La mancata previsione nel decreto ministeriale del settore economico nel quale viene svolta l’attività da parte del dipendente costituisce motivo ostativo all’applicazione del particolare regime di tassazione forfetaria basata sulle retribuzioni convenzionali per lavoro prestato all’estero in via continuativa ed esclusiva (Agenzia delle Entrate – Risposta 31 gennaio 2022, n. 54).
Il caso esaminato dall’Agenzia delle Entrate riguarda la tassazione del reddito percepito da un cittadino italiano iscritto all’AIRE, in relazione all’attività di lavoro dipendente all’estero svolta in modo continuativo e come oggetto esclusivo del rapporto di lavoro subordinato con una associazione senza scopo di lucro, con sede in un Paese UE, qualificata come “organizzazione che fornisce servizi e sostegno alle imprese e ai lavoratori autonomi”.
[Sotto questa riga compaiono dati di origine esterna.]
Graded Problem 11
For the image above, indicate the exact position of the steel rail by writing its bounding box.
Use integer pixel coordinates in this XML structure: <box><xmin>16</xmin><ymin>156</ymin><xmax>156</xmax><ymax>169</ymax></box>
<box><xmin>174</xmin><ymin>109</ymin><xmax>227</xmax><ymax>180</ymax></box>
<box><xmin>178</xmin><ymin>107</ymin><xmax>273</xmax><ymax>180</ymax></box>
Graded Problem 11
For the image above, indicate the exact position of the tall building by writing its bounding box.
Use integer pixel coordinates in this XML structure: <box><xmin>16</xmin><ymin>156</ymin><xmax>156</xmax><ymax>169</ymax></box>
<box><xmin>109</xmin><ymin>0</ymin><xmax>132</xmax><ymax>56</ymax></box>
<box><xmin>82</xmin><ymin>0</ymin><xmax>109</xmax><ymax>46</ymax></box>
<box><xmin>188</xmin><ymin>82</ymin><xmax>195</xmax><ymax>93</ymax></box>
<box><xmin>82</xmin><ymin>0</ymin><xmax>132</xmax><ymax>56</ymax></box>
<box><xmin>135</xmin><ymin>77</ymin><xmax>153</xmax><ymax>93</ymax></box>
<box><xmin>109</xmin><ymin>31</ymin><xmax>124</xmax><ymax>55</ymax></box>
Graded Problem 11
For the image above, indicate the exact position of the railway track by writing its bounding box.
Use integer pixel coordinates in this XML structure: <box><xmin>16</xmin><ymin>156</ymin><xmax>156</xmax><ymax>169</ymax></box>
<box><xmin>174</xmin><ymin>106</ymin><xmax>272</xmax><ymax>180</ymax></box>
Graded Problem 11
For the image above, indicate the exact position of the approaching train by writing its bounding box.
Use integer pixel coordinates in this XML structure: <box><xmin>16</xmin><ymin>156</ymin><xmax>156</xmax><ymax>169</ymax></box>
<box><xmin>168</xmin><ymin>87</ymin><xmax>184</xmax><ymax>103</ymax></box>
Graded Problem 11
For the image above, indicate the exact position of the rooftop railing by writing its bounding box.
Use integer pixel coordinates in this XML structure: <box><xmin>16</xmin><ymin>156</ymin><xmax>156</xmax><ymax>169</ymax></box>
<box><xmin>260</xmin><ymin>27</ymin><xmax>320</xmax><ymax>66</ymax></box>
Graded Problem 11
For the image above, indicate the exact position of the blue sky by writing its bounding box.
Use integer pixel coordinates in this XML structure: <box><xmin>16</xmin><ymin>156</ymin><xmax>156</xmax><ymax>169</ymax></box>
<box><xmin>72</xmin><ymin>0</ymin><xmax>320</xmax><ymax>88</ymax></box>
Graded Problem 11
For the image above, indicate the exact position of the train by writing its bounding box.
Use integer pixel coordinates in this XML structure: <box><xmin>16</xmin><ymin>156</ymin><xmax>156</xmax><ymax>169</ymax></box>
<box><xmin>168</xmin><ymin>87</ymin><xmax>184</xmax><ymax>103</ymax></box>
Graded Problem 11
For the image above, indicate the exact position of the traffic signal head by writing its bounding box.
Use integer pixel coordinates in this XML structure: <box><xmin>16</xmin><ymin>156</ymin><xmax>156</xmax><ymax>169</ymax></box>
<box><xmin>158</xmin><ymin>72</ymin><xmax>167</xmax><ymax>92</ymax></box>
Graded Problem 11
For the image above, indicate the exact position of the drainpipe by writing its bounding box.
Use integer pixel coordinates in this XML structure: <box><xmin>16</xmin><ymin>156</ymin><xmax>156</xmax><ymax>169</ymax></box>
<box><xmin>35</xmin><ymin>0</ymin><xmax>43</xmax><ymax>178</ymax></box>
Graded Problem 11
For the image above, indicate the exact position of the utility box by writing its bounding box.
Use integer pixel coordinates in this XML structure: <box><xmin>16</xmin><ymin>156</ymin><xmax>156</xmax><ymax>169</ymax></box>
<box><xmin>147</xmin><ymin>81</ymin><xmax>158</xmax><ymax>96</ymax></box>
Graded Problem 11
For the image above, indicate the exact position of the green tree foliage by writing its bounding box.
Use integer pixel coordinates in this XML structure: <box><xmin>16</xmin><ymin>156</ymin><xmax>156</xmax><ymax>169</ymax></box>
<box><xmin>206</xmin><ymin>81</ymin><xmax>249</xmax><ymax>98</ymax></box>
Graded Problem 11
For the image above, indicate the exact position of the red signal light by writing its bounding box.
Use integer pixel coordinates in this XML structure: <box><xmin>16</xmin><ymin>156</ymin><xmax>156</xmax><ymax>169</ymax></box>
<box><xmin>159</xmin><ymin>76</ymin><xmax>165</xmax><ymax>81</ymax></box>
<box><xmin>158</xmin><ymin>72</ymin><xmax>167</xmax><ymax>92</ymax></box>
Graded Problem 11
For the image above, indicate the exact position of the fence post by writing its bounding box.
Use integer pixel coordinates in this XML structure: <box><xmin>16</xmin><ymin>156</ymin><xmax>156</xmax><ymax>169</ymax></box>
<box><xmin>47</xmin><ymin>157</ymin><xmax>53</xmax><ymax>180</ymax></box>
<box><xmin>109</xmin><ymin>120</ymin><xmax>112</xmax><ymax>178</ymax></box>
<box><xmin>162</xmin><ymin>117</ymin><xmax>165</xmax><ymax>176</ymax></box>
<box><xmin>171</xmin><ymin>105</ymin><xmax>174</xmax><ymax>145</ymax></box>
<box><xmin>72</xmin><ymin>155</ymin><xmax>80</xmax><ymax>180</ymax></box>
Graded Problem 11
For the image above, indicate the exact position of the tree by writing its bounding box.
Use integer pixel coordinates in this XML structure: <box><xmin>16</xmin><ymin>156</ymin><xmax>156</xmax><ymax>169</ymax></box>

In particolare, si chiede se sia applicabile il regime di tassazione basato sulle retribuzioni convenzionali, considerato che la prestazione è stata svolta dal lavoratore nello Stato estero, in maniera continuativa e come oggetto esclusivo del rapporto di lavoro subordinato con l’associazione, nel settore delle “prestazioni di servizi”, per un periodo superiore a 183 giorni nell’arco dei 12 mesi, rivestendo la qualifica di “Quadro aziendale” nel ruolo di “Direttore Tecnico”.
Tale criterio di determinazione del reddito, che si rivolge a quei lavoratori che, pur svolgendo l’attività lavorativa all’estero, continuano ad essere qualificati come residenti fiscali in Italia, comporta che il reddito derivante dal lavoro dipendente prestato all’estero è assoggettato a tassazione assumendo come base imponibile la retribuzione convenzionale stabilita annualmente con decreto del Ministero del lavoro e delle politiche sociali (nella fattispecie, decreto 11 dicembre 2019, per l’anno d’imposta 2020), senza tener conto della retribuzione effettivamente corrisposta al lavoratore.
A tal fine:
– il lavoratore, operante all’estero, deve essere inquadrato in una delle categorie per le quali il decreto ministeriale fissa la retribuzione convenzionale;
– l’attività lavorativa deve essere svolta all’estero con carattere di permanenza o di sufficiente stabilità;
– l’attività lavorativa svolta all’estero deve costituire l’oggetto esclusivo del rapporto di lavoro e, pertanto, l’esecuzione della prestazione lavorativa deve essere integralmente svolta all’estero;
– il lavoratore nell’arco di dodici mesi deve soggiornare nello Stato estero per un periodo superiore a 183 giorni.
Una delle condizioni per l’applicazione delle retribuzioni convenzionali, dunque, è che il soggetto che presta la propria attività lavorativa all’estero sia inquadrato in una delle categorie per le quali il decreto ministeriale abbia fissato le retribuzioni convenzionali, che sono previste esclusivamente per il settore privato.
L’Agenzia delle Entrate ha precisato che la mancata previsione nel decreto ministeriale del settore economico nel quale viene svolta l’attività da parte del dipendente costituisce motivo ostativo all’applicazione del particolare regime di tassazione basato sulle retribuzioni convenzionali.
Nella fattispecie, il datore di lavoro (un’associazione senza scopo di lucro estera) è catalogato tra le “Organizzazioni che forniscono servizi e sostegno alle imprese e ai lavoratori autonomi”.
Con riferimento all’anno d’imposta 2020, i settori previsti dal decreto ministeriale 11 dicembre 2019, con riferimento alla qualifica di “Quadro”, sono quelli di “Industria”, “Industria edile”, “Autotrasporto e spedizione merci”, “Credito”, “Agricoltura”, “Assicurazioni”, “Commercio” e “Trasporto aereo”.
Pertanto, considerato che l’attività del datore di lavoro non è riconducibile tra i settori economici previsti dal decreto ministeriale, deve ritenersi che non sia applicabile il regime delle retribuzioni convenzionali.
L’Agenzia delle Entrate ha chiarito, in particolare, che l’attività svolta non è riconducibile nell’ambito del settore “Commercio”.